La largeur de la Rewa dépasse cent toises à son embouchure. Elle coule entre des rives sablonneuses, basses à gauche, escarpées à droite, dont les bananiers et les cocotiers se détachent avec vigueur sur un large fond de verdure. Son nom est Rewa-Rewa, conforme à ce redoublement du mot, qui est presque général parmi les peuplades du Pacifique. Et, ainsi que le remarque Yvernès, n'est-ce pas là une imitation de cette prononciation enfantine qu'on retrouve dans les papa, maman, toutou, dada, bonbon, etc. Et, au fait, c'est à peine si ces indigènes sont sortis de l'enfance!
La véritable Rewa est formée par le confluent du Waï-Levou (eau grande) et du Waï-Manu, et sa principale embouchure est désignée sous le nom de Waï-Ni-ki.

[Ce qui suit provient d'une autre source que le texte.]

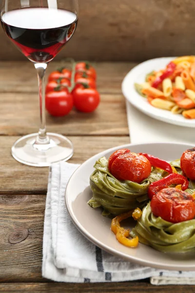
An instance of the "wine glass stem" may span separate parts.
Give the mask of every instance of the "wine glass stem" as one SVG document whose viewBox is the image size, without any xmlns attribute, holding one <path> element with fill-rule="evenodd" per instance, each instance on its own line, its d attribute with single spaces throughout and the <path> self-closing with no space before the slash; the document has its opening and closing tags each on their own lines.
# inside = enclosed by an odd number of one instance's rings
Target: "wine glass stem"
<svg viewBox="0 0 195 293">
<path fill-rule="evenodd" d="M 46 144 L 48 142 L 48 137 L 46 132 L 45 122 L 45 72 L 47 67 L 46 63 L 36 63 L 35 67 L 37 70 L 39 82 L 39 95 L 40 108 L 40 127 L 37 143 Z"/>
</svg>

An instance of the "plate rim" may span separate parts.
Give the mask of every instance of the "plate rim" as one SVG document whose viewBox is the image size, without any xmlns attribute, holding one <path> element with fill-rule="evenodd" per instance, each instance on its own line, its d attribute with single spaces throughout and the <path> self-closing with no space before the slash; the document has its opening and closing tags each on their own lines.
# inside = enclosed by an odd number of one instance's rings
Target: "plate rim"
<svg viewBox="0 0 195 293">
<path fill-rule="evenodd" d="M 131 104 L 134 107 L 135 107 L 136 109 L 137 109 L 139 111 L 140 111 L 140 112 L 142 112 L 142 113 L 143 113 L 144 114 L 145 114 L 145 115 L 147 115 L 147 116 L 153 118 L 153 119 L 155 119 L 157 120 L 160 121 L 162 121 L 165 123 L 168 123 L 170 124 L 172 124 L 173 125 L 176 125 L 176 126 L 182 126 L 183 127 L 188 127 L 190 128 L 192 128 L 194 127 L 195 127 L 195 119 L 193 119 L 193 120 L 188 120 L 187 119 L 186 119 L 186 120 L 184 120 L 184 121 L 177 121 L 177 120 L 175 120 L 174 119 L 174 116 L 170 116 L 170 117 L 165 117 L 164 115 L 161 115 L 161 116 L 159 116 L 159 115 L 158 114 L 156 114 L 155 113 L 152 113 L 152 112 L 148 111 L 148 110 L 146 110 L 144 107 L 141 107 L 141 106 L 139 106 L 137 104 L 134 103 L 134 99 L 131 99 L 130 98 L 129 98 L 129 95 L 128 94 L 127 94 L 126 93 L 126 87 L 127 87 L 127 85 L 126 84 L 130 84 L 130 82 L 131 83 L 131 84 L 132 84 L 132 82 L 130 81 L 130 79 L 131 78 L 131 76 L 133 75 L 134 74 L 134 71 L 137 71 L 138 70 L 139 70 L 139 67 L 141 67 L 141 66 L 143 66 L 143 65 L 144 65 L 145 64 L 151 62 L 155 62 L 155 61 L 160 61 L 160 60 L 162 60 L 163 59 L 166 60 L 168 61 L 169 61 L 170 60 L 173 60 L 175 58 L 176 58 L 176 57 L 159 57 L 159 58 L 153 58 L 151 59 L 148 59 L 148 60 L 146 60 L 145 61 L 144 61 L 143 62 L 142 62 L 141 63 L 139 63 L 139 64 L 138 64 L 137 65 L 135 66 L 134 67 L 133 67 L 132 69 L 131 69 L 131 70 L 130 70 L 129 71 L 129 72 L 128 72 L 127 73 L 127 74 L 125 75 L 125 77 L 124 78 L 122 82 L 122 84 L 121 84 L 121 90 L 122 92 L 122 93 L 124 95 L 124 96 L 125 97 L 126 99 L 129 102 L 129 103 L 131 103 Z M 141 71 L 140 71 L 140 72 L 141 73 Z M 134 83 L 136 82 L 135 81 L 134 81 Z M 133 85 L 133 84 L 132 84 Z M 135 92 L 136 92 L 135 90 L 134 89 L 134 93 L 133 93 L 133 95 L 134 94 Z M 141 98 L 141 96 L 140 96 Z M 136 100 L 136 99 L 135 99 Z M 151 106 L 151 107 L 152 107 L 152 106 Z M 152 108 L 154 108 L 154 107 L 152 107 Z M 158 110 L 161 110 L 162 111 L 163 111 L 163 109 L 158 109 Z M 162 113 L 163 113 L 163 112 L 162 112 Z M 174 114 L 173 114 L 173 115 L 174 115 Z M 190 123 L 192 121 L 191 123 Z"/>
<path fill-rule="evenodd" d="M 75 171 L 72 174 L 69 180 L 68 180 L 68 183 L 67 183 L 67 185 L 66 186 L 66 190 L 65 190 L 65 206 L 66 206 L 66 209 L 68 211 L 68 214 L 70 216 L 73 223 L 75 225 L 76 228 L 78 229 L 78 230 L 81 232 L 81 233 L 85 238 L 88 239 L 88 240 L 89 240 L 91 242 L 93 243 L 95 245 L 98 246 L 98 247 L 99 247 L 102 250 L 106 251 L 107 252 L 112 254 L 112 255 L 121 257 L 121 258 L 123 258 L 123 259 L 125 259 L 126 260 L 127 260 L 128 261 L 130 261 L 130 262 L 132 261 L 133 262 L 134 262 L 135 263 L 136 263 L 136 264 L 139 264 L 140 265 L 146 266 L 147 267 L 151 267 L 155 268 L 156 269 L 164 269 L 164 270 L 166 269 L 166 270 L 173 270 L 173 271 L 178 271 L 178 270 L 177 270 L 177 268 L 178 268 L 178 264 L 177 264 L 177 265 L 176 264 L 174 266 L 172 266 L 172 265 L 167 265 L 166 264 L 159 265 L 159 264 L 157 264 L 156 263 L 156 262 L 155 262 L 155 261 L 154 262 L 152 261 L 152 260 L 151 260 L 151 262 L 150 262 L 150 264 L 149 264 L 148 262 L 147 262 L 145 260 L 143 260 L 141 259 L 140 259 L 137 257 L 135 257 L 134 256 L 127 255 L 126 254 L 122 252 L 119 251 L 116 251 L 114 249 L 109 248 L 109 247 L 107 247 L 106 246 L 104 245 L 103 243 L 102 244 L 102 243 L 100 241 L 99 241 L 98 239 L 95 239 L 95 238 L 93 236 L 92 236 L 90 234 L 90 233 L 89 232 L 88 232 L 88 231 L 80 224 L 79 221 L 77 220 L 77 218 L 75 218 L 76 217 L 75 217 L 74 216 L 73 213 L 72 212 L 72 211 L 71 210 L 71 209 L 70 209 L 70 207 L 69 207 L 69 204 L 68 203 L 68 195 L 67 195 L 68 187 L 68 185 L 70 184 L 70 182 L 72 180 L 72 178 L 73 177 L 75 173 L 76 172 L 78 172 L 78 170 L 79 170 L 81 167 L 83 167 L 83 165 L 87 164 L 87 163 L 89 162 L 89 161 L 92 160 L 95 157 L 96 157 L 98 155 L 99 155 L 100 156 L 101 156 L 101 155 L 104 154 L 105 155 L 105 152 L 106 152 L 107 153 L 108 153 L 110 151 L 115 151 L 115 150 L 117 150 L 117 149 L 119 149 L 120 148 L 125 148 L 125 147 L 131 147 L 131 146 L 140 146 L 140 145 L 143 145 L 143 146 L 145 145 L 159 145 L 159 144 L 160 144 L 160 145 L 180 145 L 180 146 L 187 146 L 188 147 L 189 147 L 189 146 L 190 146 L 192 147 L 194 146 L 194 145 L 191 145 L 191 144 L 187 144 L 187 143 L 186 144 L 186 143 L 171 143 L 171 142 L 157 143 L 157 142 L 155 142 L 155 143 L 139 143 L 138 144 L 131 144 L 130 143 L 129 144 L 126 144 L 125 145 L 122 145 L 118 146 L 114 146 L 113 147 L 111 147 L 110 148 L 105 149 L 102 151 L 92 156 L 92 157 L 91 157 L 90 158 L 89 158 L 86 161 L 85 161 L 85 162 L 84 162 L 83 163 L 82 163 L 76 169 L 76 170 L 75 170 Z M 160 251 L 159 251 L 159 252 L 160 252 Z M 161 253 L 163 253 L 163 252 L 161 252 Z M 182 270 L 185 271 L 195 271 L 195 265 L 194 265 L 193 266 L 188 266 L 187 265 L 183 265 L 183 266 L 182 267 Z"/>
</svg>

Après le détour du delta, la chaloupe file devant le village de Kamba, à demi caché dans sa corbeille de fleurs. On ne s'y arrête point, afin de ne rien perdre du flux, ni au village de Naitasiri. D'ailleurs, à cette époque, ce village venait d'être déclaré «tabou», avec ses maisons, ses arbres, ses habitants, et jusqu'aux eaux de la Rewa qui en baignent la grève. Les indigènes n'eussent permis à personne d'y prendre pied. C'est une coutume sinon très respectable, du moins très respectée que le tabou, — Sébastien Zorn en savait quelque chose, — et on la respecta. Lorsque les excursionnistes longent Naitasiri, le pilote les invite à regarder un arbre de haute taille, un tavala, qui se dresse dans un angle de la rive. «Et qu'a-t-il de remarquable, cet arbre?… demande Frascolin.
— Rien, répondit le pilote, si ce n'est que son écorce est rayée d'incisions depuis ses racines jusqu'à sa fourche. Or, ces incisions indiquent le nombre de corps humains qui furent cuits en cet endroit, mangés ensuite…

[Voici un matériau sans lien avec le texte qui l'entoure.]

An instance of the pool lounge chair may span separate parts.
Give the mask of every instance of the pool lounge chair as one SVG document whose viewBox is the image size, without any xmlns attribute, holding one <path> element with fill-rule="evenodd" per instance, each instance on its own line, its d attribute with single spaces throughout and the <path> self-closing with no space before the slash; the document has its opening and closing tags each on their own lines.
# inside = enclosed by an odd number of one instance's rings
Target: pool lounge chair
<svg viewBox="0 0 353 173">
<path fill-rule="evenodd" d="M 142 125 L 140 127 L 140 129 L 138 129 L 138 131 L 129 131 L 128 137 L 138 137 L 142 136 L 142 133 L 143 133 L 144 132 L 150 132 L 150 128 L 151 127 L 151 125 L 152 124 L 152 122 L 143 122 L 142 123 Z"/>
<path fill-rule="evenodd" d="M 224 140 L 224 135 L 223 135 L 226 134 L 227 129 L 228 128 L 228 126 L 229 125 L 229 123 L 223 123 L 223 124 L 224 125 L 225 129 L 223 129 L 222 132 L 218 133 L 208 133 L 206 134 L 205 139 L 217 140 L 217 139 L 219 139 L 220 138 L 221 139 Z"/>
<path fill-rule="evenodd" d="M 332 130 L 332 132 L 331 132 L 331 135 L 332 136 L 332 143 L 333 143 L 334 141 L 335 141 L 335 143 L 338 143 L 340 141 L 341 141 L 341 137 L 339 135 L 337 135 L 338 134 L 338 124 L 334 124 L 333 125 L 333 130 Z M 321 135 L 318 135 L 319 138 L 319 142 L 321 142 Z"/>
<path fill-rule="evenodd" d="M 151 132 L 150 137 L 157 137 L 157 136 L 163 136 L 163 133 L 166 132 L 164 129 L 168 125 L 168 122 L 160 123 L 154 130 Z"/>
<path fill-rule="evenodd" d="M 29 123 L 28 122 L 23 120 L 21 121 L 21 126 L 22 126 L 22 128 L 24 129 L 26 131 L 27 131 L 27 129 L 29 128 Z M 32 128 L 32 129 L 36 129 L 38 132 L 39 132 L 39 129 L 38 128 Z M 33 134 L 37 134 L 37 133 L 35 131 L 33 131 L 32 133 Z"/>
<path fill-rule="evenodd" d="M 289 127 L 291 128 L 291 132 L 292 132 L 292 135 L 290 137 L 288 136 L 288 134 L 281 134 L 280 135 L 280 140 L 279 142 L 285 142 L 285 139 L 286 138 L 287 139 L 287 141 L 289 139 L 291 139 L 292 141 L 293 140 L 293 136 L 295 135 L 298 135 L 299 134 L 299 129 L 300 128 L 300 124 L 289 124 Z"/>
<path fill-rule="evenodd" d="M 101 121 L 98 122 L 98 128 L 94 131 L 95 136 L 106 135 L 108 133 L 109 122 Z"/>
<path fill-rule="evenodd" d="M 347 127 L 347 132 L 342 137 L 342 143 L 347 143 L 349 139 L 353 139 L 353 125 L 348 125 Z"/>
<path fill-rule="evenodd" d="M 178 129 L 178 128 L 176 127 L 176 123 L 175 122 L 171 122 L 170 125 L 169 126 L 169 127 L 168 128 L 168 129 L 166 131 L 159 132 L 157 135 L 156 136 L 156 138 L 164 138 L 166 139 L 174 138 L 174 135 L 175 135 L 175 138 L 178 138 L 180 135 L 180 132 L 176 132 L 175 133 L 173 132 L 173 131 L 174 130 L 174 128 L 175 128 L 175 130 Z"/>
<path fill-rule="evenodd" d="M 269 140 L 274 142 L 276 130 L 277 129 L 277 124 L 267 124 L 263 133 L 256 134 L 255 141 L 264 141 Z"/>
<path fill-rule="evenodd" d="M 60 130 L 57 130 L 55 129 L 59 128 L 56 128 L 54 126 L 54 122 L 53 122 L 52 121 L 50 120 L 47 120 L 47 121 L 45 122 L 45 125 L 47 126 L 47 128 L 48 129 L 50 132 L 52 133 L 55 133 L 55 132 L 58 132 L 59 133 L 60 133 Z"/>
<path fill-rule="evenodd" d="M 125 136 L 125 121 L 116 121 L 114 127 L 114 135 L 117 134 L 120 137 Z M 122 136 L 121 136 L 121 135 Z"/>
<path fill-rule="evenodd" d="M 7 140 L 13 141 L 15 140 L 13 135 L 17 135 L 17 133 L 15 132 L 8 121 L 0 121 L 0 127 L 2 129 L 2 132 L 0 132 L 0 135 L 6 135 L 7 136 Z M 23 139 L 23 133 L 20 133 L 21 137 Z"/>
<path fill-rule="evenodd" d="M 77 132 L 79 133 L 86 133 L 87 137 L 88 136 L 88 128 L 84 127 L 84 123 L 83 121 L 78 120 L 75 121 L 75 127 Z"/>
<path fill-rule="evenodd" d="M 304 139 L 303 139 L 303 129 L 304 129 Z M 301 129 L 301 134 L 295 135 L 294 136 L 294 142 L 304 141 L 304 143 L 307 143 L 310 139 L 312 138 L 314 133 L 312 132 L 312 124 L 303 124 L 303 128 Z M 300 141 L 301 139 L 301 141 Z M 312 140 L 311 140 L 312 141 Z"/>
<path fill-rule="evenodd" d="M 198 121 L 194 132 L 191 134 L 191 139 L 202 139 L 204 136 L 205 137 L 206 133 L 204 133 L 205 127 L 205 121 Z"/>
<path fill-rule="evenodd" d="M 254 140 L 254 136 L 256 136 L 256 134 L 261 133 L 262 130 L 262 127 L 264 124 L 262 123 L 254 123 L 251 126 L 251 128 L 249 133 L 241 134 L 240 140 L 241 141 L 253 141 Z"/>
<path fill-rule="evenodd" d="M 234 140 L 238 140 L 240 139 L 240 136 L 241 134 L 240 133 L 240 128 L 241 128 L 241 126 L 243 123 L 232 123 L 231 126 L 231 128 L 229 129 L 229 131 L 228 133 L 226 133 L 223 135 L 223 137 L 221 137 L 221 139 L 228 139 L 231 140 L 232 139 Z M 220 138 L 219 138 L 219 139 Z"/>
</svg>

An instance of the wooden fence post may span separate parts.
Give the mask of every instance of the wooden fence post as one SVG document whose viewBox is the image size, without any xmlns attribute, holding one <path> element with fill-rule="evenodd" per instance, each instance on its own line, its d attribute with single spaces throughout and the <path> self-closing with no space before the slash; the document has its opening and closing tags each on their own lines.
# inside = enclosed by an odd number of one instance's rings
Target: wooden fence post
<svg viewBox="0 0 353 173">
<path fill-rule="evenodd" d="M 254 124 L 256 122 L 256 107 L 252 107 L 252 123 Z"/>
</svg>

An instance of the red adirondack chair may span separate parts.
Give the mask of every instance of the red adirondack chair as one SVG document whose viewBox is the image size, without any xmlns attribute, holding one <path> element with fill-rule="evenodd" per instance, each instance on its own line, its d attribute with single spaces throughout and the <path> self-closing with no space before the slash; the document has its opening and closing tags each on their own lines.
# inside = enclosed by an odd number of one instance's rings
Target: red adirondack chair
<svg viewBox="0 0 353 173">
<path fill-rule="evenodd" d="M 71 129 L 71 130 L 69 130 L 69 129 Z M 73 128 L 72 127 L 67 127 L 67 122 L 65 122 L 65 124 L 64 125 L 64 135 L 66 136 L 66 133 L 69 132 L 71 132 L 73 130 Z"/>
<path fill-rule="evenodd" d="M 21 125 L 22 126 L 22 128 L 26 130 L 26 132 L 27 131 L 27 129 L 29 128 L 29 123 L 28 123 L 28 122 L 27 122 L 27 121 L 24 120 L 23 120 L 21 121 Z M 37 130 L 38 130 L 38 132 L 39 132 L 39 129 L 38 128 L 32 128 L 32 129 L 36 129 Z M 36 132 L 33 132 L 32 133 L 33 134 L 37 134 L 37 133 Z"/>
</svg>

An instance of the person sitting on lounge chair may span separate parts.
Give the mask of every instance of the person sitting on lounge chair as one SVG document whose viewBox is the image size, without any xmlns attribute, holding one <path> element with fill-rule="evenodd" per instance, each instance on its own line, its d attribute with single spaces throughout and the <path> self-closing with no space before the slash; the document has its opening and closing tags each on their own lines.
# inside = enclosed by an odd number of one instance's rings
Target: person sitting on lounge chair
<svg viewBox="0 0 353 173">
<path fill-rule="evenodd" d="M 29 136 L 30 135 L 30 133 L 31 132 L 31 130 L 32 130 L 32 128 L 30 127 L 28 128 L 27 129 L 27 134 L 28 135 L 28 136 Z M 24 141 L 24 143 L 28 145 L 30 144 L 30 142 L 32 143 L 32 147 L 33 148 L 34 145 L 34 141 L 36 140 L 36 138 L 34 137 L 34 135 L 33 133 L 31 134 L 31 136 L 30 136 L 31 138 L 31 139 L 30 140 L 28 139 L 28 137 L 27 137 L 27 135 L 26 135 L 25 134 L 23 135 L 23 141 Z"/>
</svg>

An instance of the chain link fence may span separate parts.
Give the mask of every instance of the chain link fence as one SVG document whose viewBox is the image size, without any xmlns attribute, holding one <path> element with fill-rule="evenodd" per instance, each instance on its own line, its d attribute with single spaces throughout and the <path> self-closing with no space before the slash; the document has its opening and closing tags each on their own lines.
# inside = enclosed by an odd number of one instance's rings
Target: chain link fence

— Comme qui dirait les encoches du boulanger sur ses bâtonnets!» observe Pinchinat, dont les épaules se haussent en signe d'incrédulité.

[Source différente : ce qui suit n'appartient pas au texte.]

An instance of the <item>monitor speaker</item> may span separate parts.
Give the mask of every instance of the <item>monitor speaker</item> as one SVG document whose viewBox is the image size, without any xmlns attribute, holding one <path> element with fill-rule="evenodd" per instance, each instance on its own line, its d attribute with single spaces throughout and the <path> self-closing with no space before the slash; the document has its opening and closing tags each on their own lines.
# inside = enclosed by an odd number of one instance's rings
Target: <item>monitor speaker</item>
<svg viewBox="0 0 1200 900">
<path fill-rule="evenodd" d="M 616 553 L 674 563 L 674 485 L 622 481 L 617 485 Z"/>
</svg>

Il a tort pourtant. Les îles Fidji ont été par excellence le pays du cannibalisme, et, il faut y insister, ces pratiques ne sont pas entièrement éteintes. La gourmandise les conservera longtemps chez les tribus de l'intérieur. Oui! la gourmandise, puisque, au dire des Fidgiens, rien n'est comparable, pour le goût et la délicatesse, à la chair humaine, très supérieure à celle du boeuf. À en croire le pilote, il y eut un certain chef, Ra-Undrenudu, qui faisait dresser des pierres sur son domaine, et, quand il mourut, leur nombre s'élevait à huit cent vingt-deux.
«Et savez-vous ce qu'indiquaient ces pierres?…
— Il nous est impossible de le deviner, répond Yvernès, même en y appliquant toute notre intelligence d'instrumentistes!
— Elles indiquaient le nombre de corps humains que ce chef avait dévorés!